The transformative nature of MBA programs doesn’t just end with the confidence to seize opportunities. Instead, this spirit guides students in identifying them in the first place. Before joining Dartmouth College’s Tuck School of Business, Sophia Cornew concedes that she would get “that slight panicky overwhelmed feeling you get in your stomach” when she would encounter new or complicated issues. Two years later, she simply breaks them down to their roots with ease. Similarly, U.C.-Irvine’s Joy Mina has adapted her approach to business problems. Rather than view them through a finance, project management or product development prism, she is far more inclusive and holistic, integrating areas like strategy, operations, competitive intelligence, and organizational behavior into her decision-making.

The same could be said for Rice University’s Swati Patel, an astrophysicist who worked on thermal control systems on the International Space Station during her Boeing internship. Like Mina, Patel also learned how to look at the larger processes and pinpoint potential issues before they potentially disrupt operations. “Before, I learned to solve problems by isolating the variables, finding the formula, and manipulating the equation,” she says. “Now, I have learned to look at the problem outside the specific details and analyze the overall problem for long-term sustainability.”

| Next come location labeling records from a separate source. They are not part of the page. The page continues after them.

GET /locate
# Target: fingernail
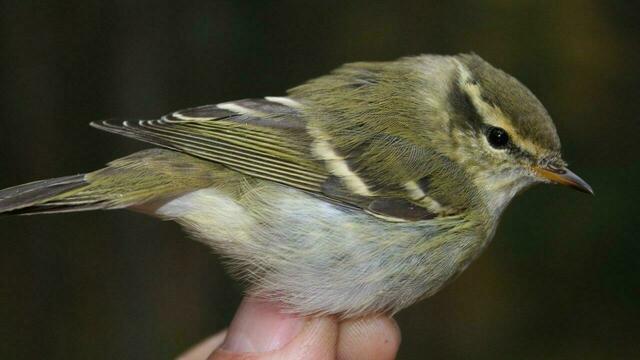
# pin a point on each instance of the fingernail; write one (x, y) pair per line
(260, 326)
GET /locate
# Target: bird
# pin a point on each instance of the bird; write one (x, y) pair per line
(361, 191)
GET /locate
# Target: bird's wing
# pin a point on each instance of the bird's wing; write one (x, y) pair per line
(268, 139)
(265, 138)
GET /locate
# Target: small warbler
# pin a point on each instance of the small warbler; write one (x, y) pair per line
(361, 191)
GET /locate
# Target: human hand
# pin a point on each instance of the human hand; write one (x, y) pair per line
(260, 331)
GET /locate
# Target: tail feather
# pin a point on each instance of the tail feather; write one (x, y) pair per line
(127, 182)
(33, 197)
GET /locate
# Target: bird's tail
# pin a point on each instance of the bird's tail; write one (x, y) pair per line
(131, 181)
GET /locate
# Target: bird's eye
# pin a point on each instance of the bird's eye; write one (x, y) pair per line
(497, 137)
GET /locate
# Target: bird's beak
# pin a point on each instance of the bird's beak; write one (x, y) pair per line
(563, 176)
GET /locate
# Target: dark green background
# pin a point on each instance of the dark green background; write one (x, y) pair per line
(560, 280)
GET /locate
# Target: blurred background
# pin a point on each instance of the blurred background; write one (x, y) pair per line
(560, 280)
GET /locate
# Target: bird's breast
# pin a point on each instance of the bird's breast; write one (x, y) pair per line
(322, 258)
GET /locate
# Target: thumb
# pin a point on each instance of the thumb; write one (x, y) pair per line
(261, 330)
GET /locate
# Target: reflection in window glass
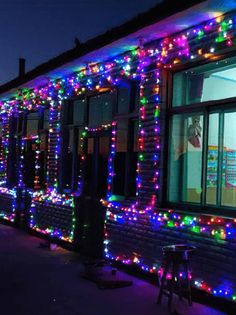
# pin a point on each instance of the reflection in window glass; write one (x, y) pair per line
(79, 112)
(46, 119)
(212, 81)
(133, 160)
(228, 197)
(120, 158)
(212, 159)
(42, 172)
(100, 109)
(123, 96)
(185, 163)
(68, 159)
(32, 124)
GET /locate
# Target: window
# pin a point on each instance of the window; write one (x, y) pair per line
(202, 144)
(32, 124)
(12, 157)
(36, 124)
(100, 109)
(126, 157)
(186, 158)
(213, 81)
(73, 126)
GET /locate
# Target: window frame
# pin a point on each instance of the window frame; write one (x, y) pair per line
(67, 126)
(206, 108)
(131, 116)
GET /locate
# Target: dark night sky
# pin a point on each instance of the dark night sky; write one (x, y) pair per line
(41, 29)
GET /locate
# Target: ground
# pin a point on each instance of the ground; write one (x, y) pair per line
(38, 281)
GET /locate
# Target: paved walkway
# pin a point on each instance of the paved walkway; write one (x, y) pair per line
(36, 281)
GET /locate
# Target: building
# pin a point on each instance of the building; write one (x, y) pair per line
(141, 137)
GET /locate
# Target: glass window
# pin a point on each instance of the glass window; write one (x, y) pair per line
(212, 159)
(100, 109)
(120, 158)
(67, 167)
(185, 162)
(228, 182)
(29, 163)
(32, 124)
(123, 100)
(43, 148)
(79, 107)
(126, 158)
(19, 123)
(133, 159)
(46, 119)
(212, 81)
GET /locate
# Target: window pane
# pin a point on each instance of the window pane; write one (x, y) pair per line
(185, 164)
(133, 159)
(29, 163)
(79, 112)
(46, 119)
(229, 161)
(120, 158)
(212, 81)
(32, 124)
(212, 159)
(42, 172)
(123, 100)
(100, 109)
(68, 159)
(19, 123)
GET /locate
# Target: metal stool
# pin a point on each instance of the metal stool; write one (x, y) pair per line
(176, 261)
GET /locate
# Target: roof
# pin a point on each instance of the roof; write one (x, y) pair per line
(155, 15)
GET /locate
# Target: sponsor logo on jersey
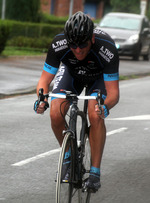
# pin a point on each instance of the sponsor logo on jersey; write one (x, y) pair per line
(60, 45)
(59, 77)
(98, 31)
(106, 54)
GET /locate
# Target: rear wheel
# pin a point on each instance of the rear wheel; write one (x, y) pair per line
(86, 168)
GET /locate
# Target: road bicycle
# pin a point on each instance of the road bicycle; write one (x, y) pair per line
(76, 142)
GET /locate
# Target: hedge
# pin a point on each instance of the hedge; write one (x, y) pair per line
(4, 33)
(24, 34)
(33, 29)
(20, 41)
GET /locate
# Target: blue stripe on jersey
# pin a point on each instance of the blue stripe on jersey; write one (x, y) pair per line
(50, 69)
(111, 77)
(60, 34)
(106, 41)
(65, 54)
(97, 57)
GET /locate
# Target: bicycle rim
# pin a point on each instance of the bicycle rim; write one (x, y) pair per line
(86, 196)
(65, 190)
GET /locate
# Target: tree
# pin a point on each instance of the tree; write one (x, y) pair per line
(127, 6)
(23, 10)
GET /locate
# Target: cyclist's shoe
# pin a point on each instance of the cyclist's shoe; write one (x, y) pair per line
(66, 170)
(93, 183)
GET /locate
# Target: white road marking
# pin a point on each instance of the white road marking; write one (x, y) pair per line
(132, 118)
(43, 155)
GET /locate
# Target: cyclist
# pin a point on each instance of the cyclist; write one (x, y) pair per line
(82, 55)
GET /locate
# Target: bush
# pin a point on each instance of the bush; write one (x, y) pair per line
(4, 33)
(42, 42)
(33, 29)
(51, 19)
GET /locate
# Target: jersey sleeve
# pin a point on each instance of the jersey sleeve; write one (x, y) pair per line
(52, 63)
(108, 54)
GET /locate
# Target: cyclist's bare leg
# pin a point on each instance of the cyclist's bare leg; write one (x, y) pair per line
(57, 121)
(97, 134)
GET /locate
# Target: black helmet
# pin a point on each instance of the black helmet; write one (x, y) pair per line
(78, 28)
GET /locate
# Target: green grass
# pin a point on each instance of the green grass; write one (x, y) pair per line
(22, 51)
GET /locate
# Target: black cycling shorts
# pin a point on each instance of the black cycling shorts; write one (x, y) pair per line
(64, 81)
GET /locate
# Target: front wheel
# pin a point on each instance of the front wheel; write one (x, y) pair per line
(64, 188)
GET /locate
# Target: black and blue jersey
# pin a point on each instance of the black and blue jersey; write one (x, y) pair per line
(102, 59)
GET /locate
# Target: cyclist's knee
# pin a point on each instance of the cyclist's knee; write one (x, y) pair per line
(95, 119)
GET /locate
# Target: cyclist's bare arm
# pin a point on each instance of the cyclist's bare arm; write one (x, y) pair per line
(44, 82)
(112, 88)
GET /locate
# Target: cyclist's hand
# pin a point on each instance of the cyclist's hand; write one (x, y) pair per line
(40, 108)
(103, 112)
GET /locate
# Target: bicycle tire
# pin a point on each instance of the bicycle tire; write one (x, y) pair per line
(84, 196)
(64, 190)
(86, 165)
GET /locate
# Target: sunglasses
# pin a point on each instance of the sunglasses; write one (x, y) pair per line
(81, 46)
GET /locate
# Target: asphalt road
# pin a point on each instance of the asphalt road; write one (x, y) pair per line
(21, 74)
(29, 151)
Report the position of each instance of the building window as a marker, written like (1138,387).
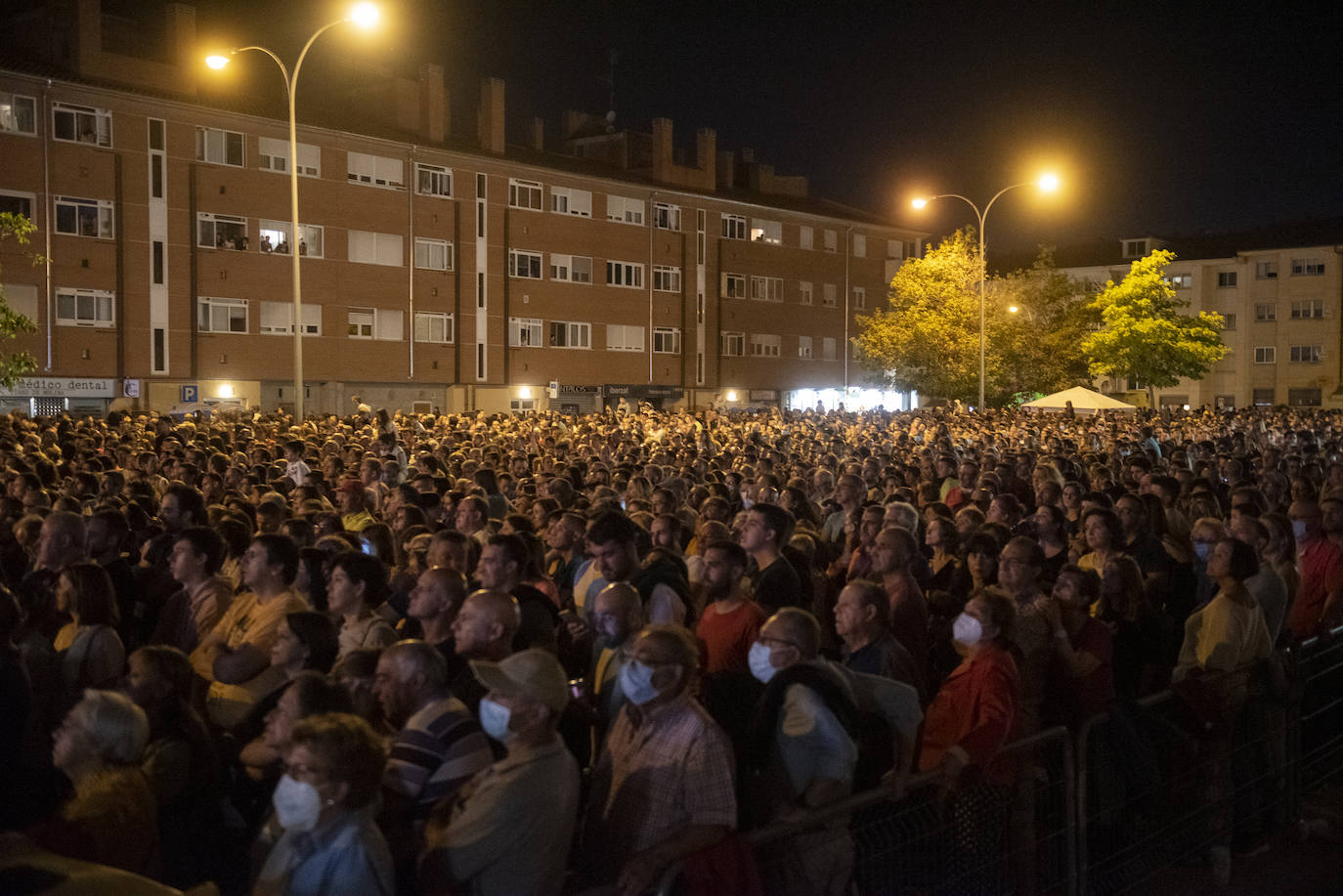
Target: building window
(571,335)
(433,180)
(667,279)
(767,232)
(82,125)
(764,346)
(571,201)
(375,171)
(621,208)
(373,322)
(622,337)
(571,269)
(732,285)
(368,247)
(433,254)
(524,332)
(277,319)
(85,308)
(1311,309)
(628,275)
(274,156)
(222,315)
(221,232)
(434,326)
(767,289)
(1306,355)
(85,218)
(667,340)
(18,114)
(219,147)
(667,217)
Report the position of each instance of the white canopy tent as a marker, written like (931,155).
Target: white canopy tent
(1084,402)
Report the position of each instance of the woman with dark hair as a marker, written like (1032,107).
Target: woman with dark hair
(89,648)
(356,588)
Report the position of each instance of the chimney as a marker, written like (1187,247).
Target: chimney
(489,115)
(433,103)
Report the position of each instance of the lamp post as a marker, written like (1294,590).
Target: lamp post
(1047,183)
(365,15)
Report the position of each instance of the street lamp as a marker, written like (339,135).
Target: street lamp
(365,15)
(1048,185)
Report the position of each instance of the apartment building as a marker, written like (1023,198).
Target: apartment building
(1280,293)
(439,272)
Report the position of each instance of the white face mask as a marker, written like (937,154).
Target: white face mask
(967,630)
(297,803)
(760,661)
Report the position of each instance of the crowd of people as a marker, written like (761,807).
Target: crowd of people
(397,653)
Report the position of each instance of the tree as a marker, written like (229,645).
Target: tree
(13,324)
(929,337)
(1145,337)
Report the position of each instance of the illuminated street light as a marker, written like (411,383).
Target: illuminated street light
(1047,183)
(363,15)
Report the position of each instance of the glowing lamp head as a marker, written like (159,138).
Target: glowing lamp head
(365,15)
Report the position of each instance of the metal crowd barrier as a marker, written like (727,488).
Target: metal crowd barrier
(1142,788)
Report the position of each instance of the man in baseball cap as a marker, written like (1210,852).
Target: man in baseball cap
(496,835)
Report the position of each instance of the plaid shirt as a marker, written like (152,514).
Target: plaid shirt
(663,771)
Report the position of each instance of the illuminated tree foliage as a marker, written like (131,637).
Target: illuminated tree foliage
(1143,333)
(13,324)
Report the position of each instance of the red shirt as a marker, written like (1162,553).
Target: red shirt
(727,637)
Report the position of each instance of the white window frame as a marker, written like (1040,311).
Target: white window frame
(525,332)
(214,222)
(667,340)
(624,337)
(570,200)
(667,217)
(523,264)
(435,328)
(103,217)
(528,195)
(433,254)
(624,275)
(232,311)
(732,285)
(13,118)
(667,278)
(433,180)
(101,124)
(767,232)
(765,289)
(101,303)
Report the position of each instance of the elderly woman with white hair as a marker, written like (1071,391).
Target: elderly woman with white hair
(110,817)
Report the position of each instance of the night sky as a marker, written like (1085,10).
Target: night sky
(1162,118)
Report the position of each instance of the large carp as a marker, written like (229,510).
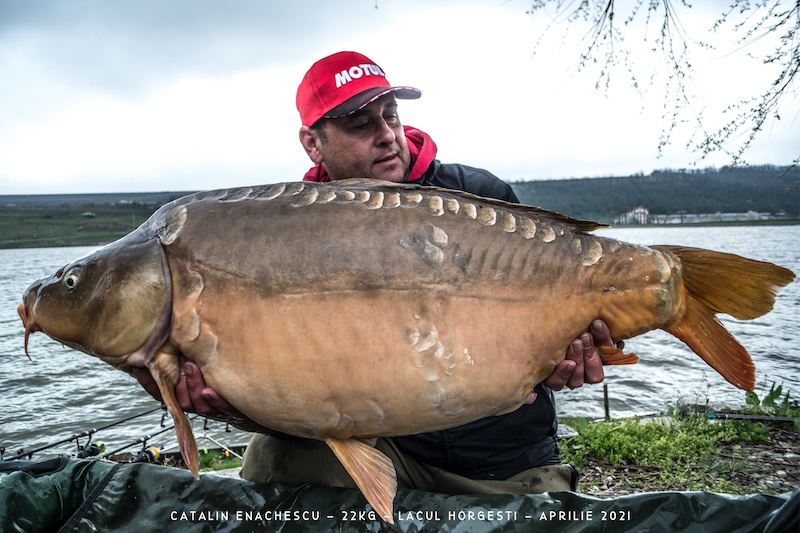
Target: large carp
(345,312)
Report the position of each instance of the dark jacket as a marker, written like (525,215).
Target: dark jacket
(500,446)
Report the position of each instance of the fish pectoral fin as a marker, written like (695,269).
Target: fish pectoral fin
(615,356)
(372,471)
(165,369)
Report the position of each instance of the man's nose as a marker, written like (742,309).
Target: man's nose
(385,134)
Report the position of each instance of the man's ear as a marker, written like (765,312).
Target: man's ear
(310,141)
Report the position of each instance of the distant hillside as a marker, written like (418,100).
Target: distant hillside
(154,198)
(90,219)
(739,190)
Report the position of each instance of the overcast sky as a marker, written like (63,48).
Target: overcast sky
(99,96)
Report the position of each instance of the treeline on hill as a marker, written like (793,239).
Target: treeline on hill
(710,190)
(28,221)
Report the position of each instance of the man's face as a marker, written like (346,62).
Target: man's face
(370,143)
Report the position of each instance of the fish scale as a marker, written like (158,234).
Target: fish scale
(354,310)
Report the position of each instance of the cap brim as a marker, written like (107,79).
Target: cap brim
(364,98)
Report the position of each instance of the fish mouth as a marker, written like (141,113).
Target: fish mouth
(29,323)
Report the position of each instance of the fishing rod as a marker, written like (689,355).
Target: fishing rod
(82,452)
(147,454)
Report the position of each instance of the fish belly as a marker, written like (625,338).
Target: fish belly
(346,318)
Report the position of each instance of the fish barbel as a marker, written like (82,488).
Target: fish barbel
(354,310)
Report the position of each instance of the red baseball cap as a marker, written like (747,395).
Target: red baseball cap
(341,84)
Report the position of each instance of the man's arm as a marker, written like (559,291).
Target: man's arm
(582,365)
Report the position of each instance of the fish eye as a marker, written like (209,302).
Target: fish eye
(71,282)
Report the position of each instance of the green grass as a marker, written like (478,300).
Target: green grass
(686,452)
(218,460)
(33,226)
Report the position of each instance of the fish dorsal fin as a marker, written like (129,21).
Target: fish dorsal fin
(372,471)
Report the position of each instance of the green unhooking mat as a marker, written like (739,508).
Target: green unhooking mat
(73,495)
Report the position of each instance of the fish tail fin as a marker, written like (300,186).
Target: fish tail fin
(717,282)
(372,471)
(165,369)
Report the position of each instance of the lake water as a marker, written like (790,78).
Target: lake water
(63,392)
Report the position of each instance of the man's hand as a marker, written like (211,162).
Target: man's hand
(582,363)
(194,396)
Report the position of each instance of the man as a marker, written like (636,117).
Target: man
(351,129)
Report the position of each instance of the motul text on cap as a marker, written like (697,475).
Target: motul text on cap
(341,84)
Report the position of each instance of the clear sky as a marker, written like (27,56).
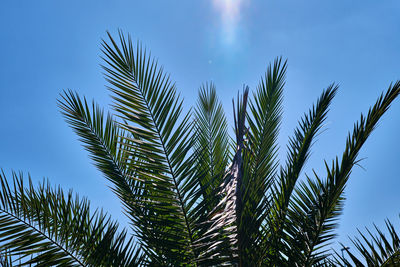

Of course, the Best & Brightest also recognize that the real issue may occasionally be themselves. That’s why self-reflection is a cornerstone of MBA programs, a time and space for students to gain self-awareness and develop strategies to work on their weaknesses. That was true for Indiana University’s Miguel Klee Roldan, a martial artist and Amazon hire. Here, he was regularly tested and given feedback, exposing his flaws so he could “become the best version of myself.” Such self-discoveries also became fundamental to Allie Fleder. She originally enrolled at the London Business School to build her quant skills so she could “leapfrog up a couple of rungs.” For her, the most transformative aspect of business school turned out to be learning the type of businessperson she wanted to become.

London Business School’s Allie Fleder

“That is no longer someone climbing up a ladder, but instead, a woman that has the courage to lead by example, empower the people around her, and serve communities outside her own,” she writes.

ANYONE CAN READ A BOOK

These epiphanies also informed the Class of 2019 on what kinds of leaders they should be. At Stanford GSB, MBAs are guided by what Valerie Shen calls a “quintessential” question: “Why should anyone follow you?” The lessons she absorbed from classroom research to extracurricular practice led her to a “soft” approach. At UCLA, Jorge Santana describes this as “leading through influence.” For him, this softer style was a major departure from the dictate-and-deliver models that he’d practiced earlier in his career as a managing director at Teach for America.

“In the past, I have managed teams and served as a formal manager to others, but I have never led adults solely through influence and motivation,” he shares. “My peers and I all take on roles where we serve as leaders and reports to one another – sometimes simultaneously! I have learned that embracing both roles and leading your peers, many who are your very close friends, is challenging. Yet, I appreciate that I have had to reflect on how to best lead my peers through influence and motivation and less through direct management. This growth has been transformative for me.”